Alternando poeticamente l’invito alla gioia con quello alla
consapevolezza responsabile, Qoèlet spinge di nuovo il giovane
a scacciare la malinconia e il dolore, ricordando che
giovinezza e bella capigliatura sono solo un soffio (v. 10).
Ma al v. 12,1, c’è un riferimento essenziale, un invito esplicito
formulato in forma direttamente personale, che punta a
coinvolgere sul piano esistenziale («ricòrdati del tuo creatore
»). Nel Qoèlet, in relazione a Dio, è più frequente il
ricorso al verbo temere piuttosto che al verbo ricordare.
Quest’uso invita a costruire un rapporto con Dio, non fondato
sulla paura, ma sull’affidamento. Anche l’indicazione
di Dio come creatore (anch’essa non frequente nel libro),
donatore della vita, e l’uso del tu, esprimono una sollecitudine
dell’autore affinché il lettore curi il suo rapporto personale
e spirituale con Dio.

Quest’invito a “ricordare il creatore” costituisce il punto
centrale del poema, e si pone in parallelo al “mi ami” di
Giovanni da cui siamo partiti. Si propone come la bussola
d’orientamento dell’esistenza umana, offerta in prima battuta
ai giovani, ma in realtà estesa a tutti, anziani compresi,
«prima che...». Quest’ultima sottolineatura «prima che...»,
ricorre, per rimarcarne la rilevanza, ben tre volte («...vengano
i giorni tristi», al v. 1; «...si oscurino il sole, la luce...»,
al v. 2; «...si spezzi il filo d’argento», al v. 6). È un’opportunità
più praticabile per il giovane, ma non è preclusa all’anziano
prima che la vita porti a dover dire “non ci provo
alcun gusto”.

Il Qoèlet mostra una visione sorprendente e moderna della
vecchiaia, che non si esaurisce in una limitazione progressiva
della prestanza fisica, ma comprende un’ancora grande
capacità spirituale della persona, che può godere i giorni
della sua vita, curando di ricordare il proprio creatore «prima
che...». E questo dice molto a noi, che oggi ci confrontiamo
con una più alta aspettativa di vita, che ha reso diffusa
e probabile per le persone il poter godere di un periodo
abbastanza lungo di vecchiaia attiva da vivere con autonomia
e responsabilità.

Ma gli elementi di modernità non si esauriscono qui, il
poema, dedicandosi alla descrizione dei giorni tristi inevitabili
nella vita, opera un’intersezione inaspettata del piano
personale della morte con una pluralità di dimensioni di
ordine cosmico, sociale e naturale. La morte viene vista
certo come un evento duro, ma non riducibile alla sola esistenza personale. Nei versetti successivi appaiono riferimenti
che, a prima vista, possono apparire poco attinenti,
ma in realtà mostrano una sorprendente modernità
del Qoèlet, alla cui epoca non era percepibile la fragilità
della creazione. In qualche modo, invece, questa debolezza
del creato è presentita dal nostro testo.
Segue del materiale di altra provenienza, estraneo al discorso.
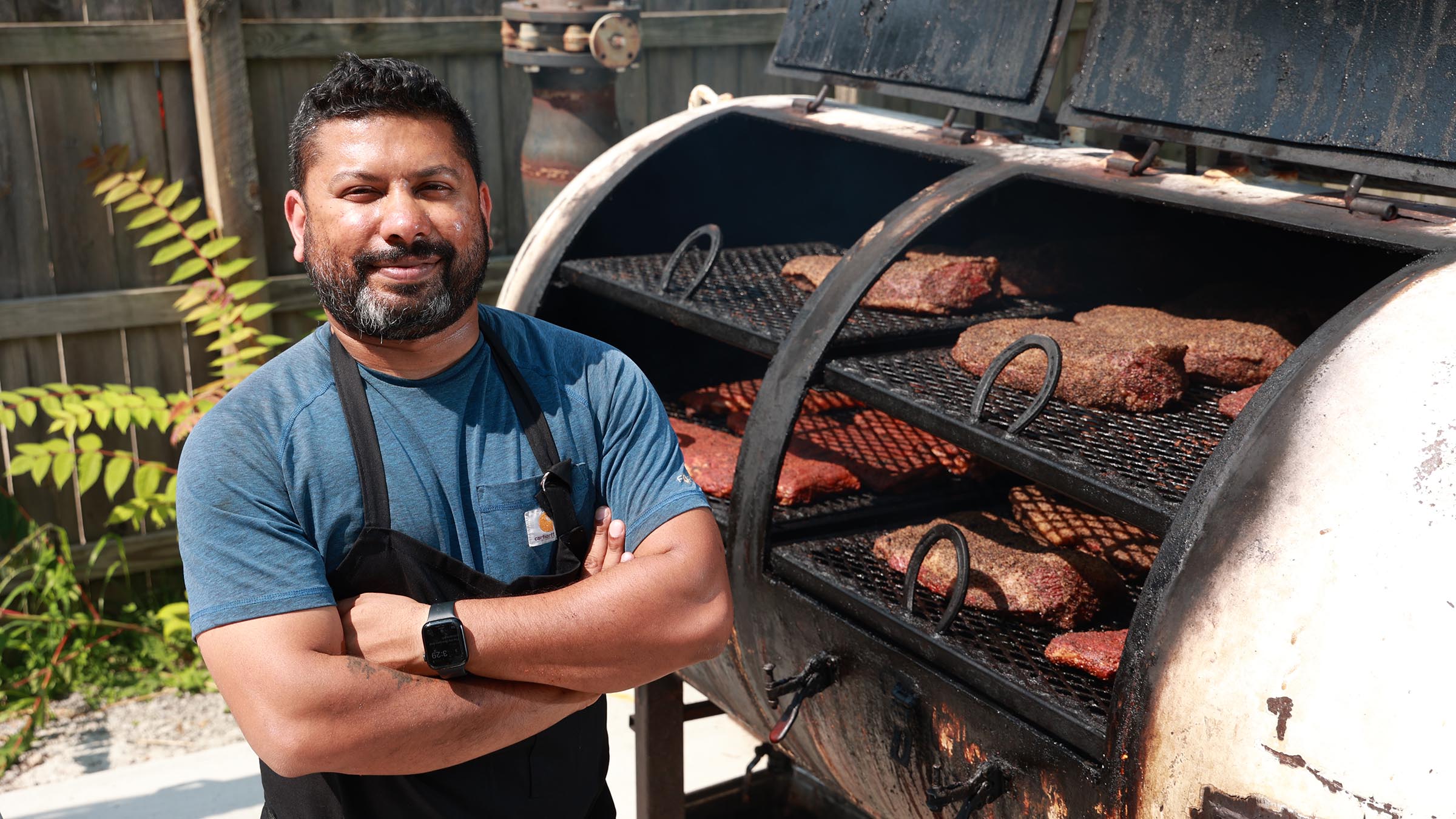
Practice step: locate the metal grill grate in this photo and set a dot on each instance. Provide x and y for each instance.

Per noi
uomini d’oggi i riferimenti all’oscurarsi del sole, della
luce, della luna e delle stelle (12,2), alla locusta che «si
trascinerà a stento» e al cappero che «non avrà più effetto
» (12,5), è impossibile che non siano intesi come
un appello alla presa di coscienza dei giorni duri che
oggi vive la creazione, che chi “si ricorda del creatore”
non può trascurare, se intende trascorrere in pienezza i
giorni che è chiamato a vivere «prima che...». Anche il
nostro pianeta e la natura possono essere in attesa di
giorni tristi.

Incontriamo un altro richiamo all’oggi al v. 4, ove si
ricorda che «si abbasserà il rumore della mola» e «si
affievoliranno tutti i toni del canto». È inevitabile: il
pensiero corre ai giorni del fermo delle attività del recente
periodo di chiusura prudenziale imposto dalla
pandemia da cui faticosamente stiamo cercando di venir
fuori. Non solo gli uomini, ma anche le attività che
danno vita alle comunità umane, sono a rischio di fermarsi
e venir meno.

Per Qoèlet, poi, l’attesa di giorni tristi e della morte
riguarda ugualmente i ricchi e i poveri, i potenti e i deboli.
Questo duro destino affianca i poveri «custodi della
casa» e i potenti «gagliardi», «le donne che macinano
» e «quelle che guardano dalle finestre» (v. 5).
E allora «prima che si spezzi il filo d’argento / e la
lucerna d’oro s’infranga / e si rompa l’anfora alla fonte
/ e la carrucola cada nel pozzo» (v. 6) è necessario che
ogni essere umano con sapienza goda con gioia e pienamente
dei doni ricevuti e si ricordi del suo creatore. Una
gioventù e una vecchiaia, che sappiano gustare la vita
confidando nel creatore, sapranno al momento giusto
essere pronte, lasciandosi portare dove non vogliono,
quando la polvere dovrà tornare alla terra e il soffio vitale
a Dio.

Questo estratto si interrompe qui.